Address coated with Teflon whitewash

Last night’s State of the Union address largely pandered, which is not to say it differed from most presidents’ addresses. Although President George W. Bush presented a few interesting policy ideas, his main purpose seemed to solidify his conservative base. We needed more substance.

While Bush had to support continued efforts in Iraq, his painting the Middle East as nearly devoid of freedom is counterproductive to peace as well as demeaning. Furthermore, it smacked of hypocrisy given the president’s call to continue the Patriot Act’s provisions, which many consider the worst assault on Americans’ civil liberties in memorable history.

Bush gave national air time to some questionable issues. While steroid use in sports is a problem, it is not the president’s

responsibility to deal with it. The worst pandering was the section on sex and marriage.

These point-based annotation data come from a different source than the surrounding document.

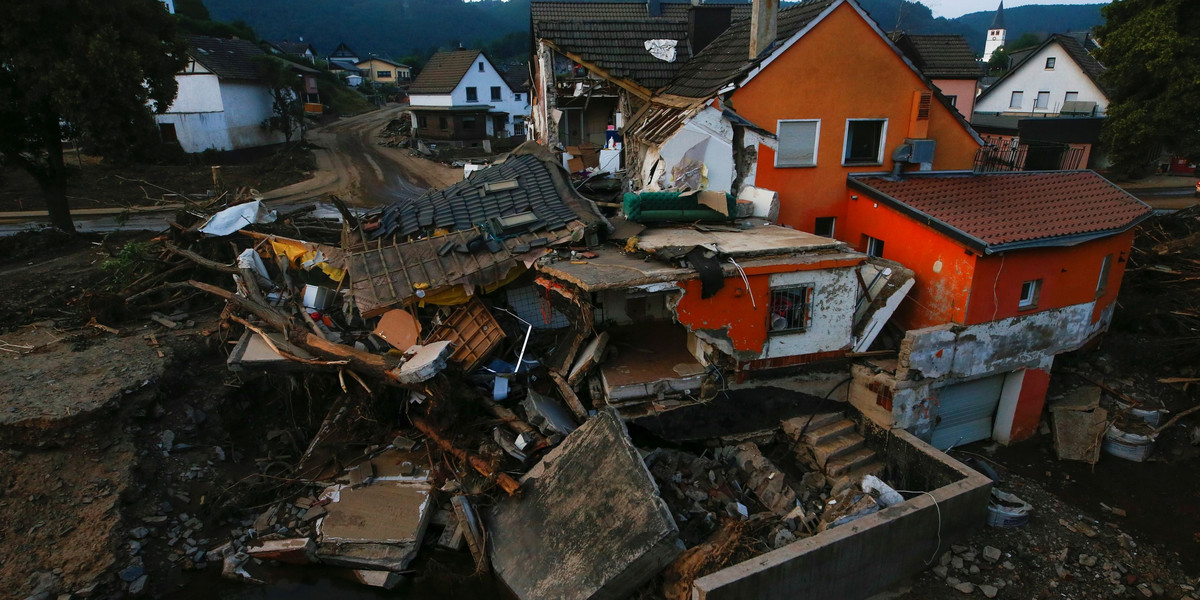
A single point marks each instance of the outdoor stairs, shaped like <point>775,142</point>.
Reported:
<point>831,443</point>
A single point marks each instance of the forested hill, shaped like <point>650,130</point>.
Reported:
<point>403,28</point>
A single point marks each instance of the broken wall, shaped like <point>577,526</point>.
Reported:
<point>891,545</point>
<point>736,319</point>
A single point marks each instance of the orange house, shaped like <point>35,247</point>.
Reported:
<point>1013,268</point>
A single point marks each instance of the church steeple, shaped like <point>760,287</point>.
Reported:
<point>995,34</point>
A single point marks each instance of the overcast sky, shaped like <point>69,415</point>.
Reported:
<point>951,9</point>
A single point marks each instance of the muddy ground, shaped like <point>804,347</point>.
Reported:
<point>125,456</point>
<point>95,184</point>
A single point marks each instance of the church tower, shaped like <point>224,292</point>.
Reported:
<point>995,34</point>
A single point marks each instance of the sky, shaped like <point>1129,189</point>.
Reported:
<point>951,9</point>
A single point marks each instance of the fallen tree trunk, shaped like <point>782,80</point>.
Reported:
<point>478,462</point>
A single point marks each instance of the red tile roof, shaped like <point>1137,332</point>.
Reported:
<point>997,211</point>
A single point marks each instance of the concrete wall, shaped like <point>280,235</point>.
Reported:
<point>247,105</point>
<point>1032,77</point>
<point>868,556</point>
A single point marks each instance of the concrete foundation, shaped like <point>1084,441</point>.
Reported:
<point>873,553</point>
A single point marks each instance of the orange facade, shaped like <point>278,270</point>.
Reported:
<point>841,70</point>
<point>1068,276</point>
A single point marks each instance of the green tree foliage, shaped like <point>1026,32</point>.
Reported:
<point>82,67</point>
<point>1152,53</point>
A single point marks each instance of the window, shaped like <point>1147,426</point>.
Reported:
<point>798,143</point>
<point>1017,100</point>
<point>1043,100</point>
<point>1030,291</point>
<point>825,227</point>
<point>864,141</point>
<point>790,309</point>
<point>1103,283</point>
<point>874,246</point>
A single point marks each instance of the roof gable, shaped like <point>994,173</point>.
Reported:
<point>444,71</point>
<point>1072,48</point>
<point>941,57</point>
<point>228,59</point>
<point>997,211</point>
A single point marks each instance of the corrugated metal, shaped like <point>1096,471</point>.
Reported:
<point>966,412</point>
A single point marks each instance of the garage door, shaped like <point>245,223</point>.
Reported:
<point>966,411</point>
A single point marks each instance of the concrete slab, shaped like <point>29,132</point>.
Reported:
<point>761,240</point>
<point>379,526</point>
<point>588,525</point>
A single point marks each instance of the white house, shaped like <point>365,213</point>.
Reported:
<point>461,99</point>
<point>222,101</point>
<point>1059,77</point>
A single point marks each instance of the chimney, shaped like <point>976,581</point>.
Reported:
<point>705,23</point>
<point>763,18</point>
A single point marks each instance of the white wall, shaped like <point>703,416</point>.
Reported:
<point>1032,77</point>
<point>247,105</point>
<point>834,295</point>
<point>483,82</point>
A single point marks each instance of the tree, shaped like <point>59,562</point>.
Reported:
<point>81,67</point>
<point>1151,49</point>
<point>287,108</point>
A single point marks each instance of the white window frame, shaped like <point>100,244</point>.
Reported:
<point>1037,101</point>
<point>1019,97</point>
<point>833,226</point>
<point>1102,283</point>
<point>1030,292</point>
<point>816,142</point>
<point>874,246</point>
<point>879,155</point>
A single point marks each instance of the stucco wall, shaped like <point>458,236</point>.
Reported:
<point>1033,77</point>
<point>871,81</point>
<point>247,105</point>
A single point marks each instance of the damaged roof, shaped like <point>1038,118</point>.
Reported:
<point>725,58</point>
<point>443,72</point>
<point>941,57</point>
<point>997,211</point>
<point>618,47</point>
<point>228,59</point>
<point>526,180</point>
<point>610,10</point>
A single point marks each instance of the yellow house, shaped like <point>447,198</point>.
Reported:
<point>382,71</point>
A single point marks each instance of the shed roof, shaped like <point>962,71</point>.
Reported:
<point>619,46</point>
<point>540,187</point>
<point>725,58</point>
<point>228,59</point>
<point>997,211</point>
<point>941,57</point>
<point>617,10</point>
<point>443,72</point>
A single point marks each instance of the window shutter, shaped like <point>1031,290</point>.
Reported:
<point>797,143</point>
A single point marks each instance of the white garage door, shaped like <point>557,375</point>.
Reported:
<point>966,412</point>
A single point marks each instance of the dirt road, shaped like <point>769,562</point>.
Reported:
<point>352,166</point>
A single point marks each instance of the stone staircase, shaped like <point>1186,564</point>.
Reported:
<point>831,443</point>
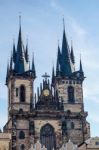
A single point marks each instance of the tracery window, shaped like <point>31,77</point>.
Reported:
<point>71,94</point>
<point>21,135</point>
<point>22,93</point>
<point>22,147</point>
<point>47,137</point>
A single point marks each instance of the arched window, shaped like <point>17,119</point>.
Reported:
<point>21,135</point>
<point>22,93</point>
<point>72,125</point>
<point>22,147</point>
<point>71,94</point>
<point>47,137</point>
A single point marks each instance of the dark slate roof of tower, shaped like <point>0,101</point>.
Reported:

Whatever one feels about abstinence programs, again, is it the leader of the free world’s task to promote them? Also, Bush’s support for a constitutional amendment banning same-sex marriage is a fruitless insult to the homosexual community, given legislative and political realities.

There were, however, positives in the speech. Bush’s ideas on health care, increased funding for vocational education and job support for ex-prisoners deserve discussion. The only question is how and when we pay for these programs, given Bush’s desire for perpetual tax cuts.

Bush’s speech ended where it began: Iraq and terrorism. While his anecdote of a little girl’s letter was touching, considering the occasion’s current and historical importance, it left us in an abyss of hyperbole.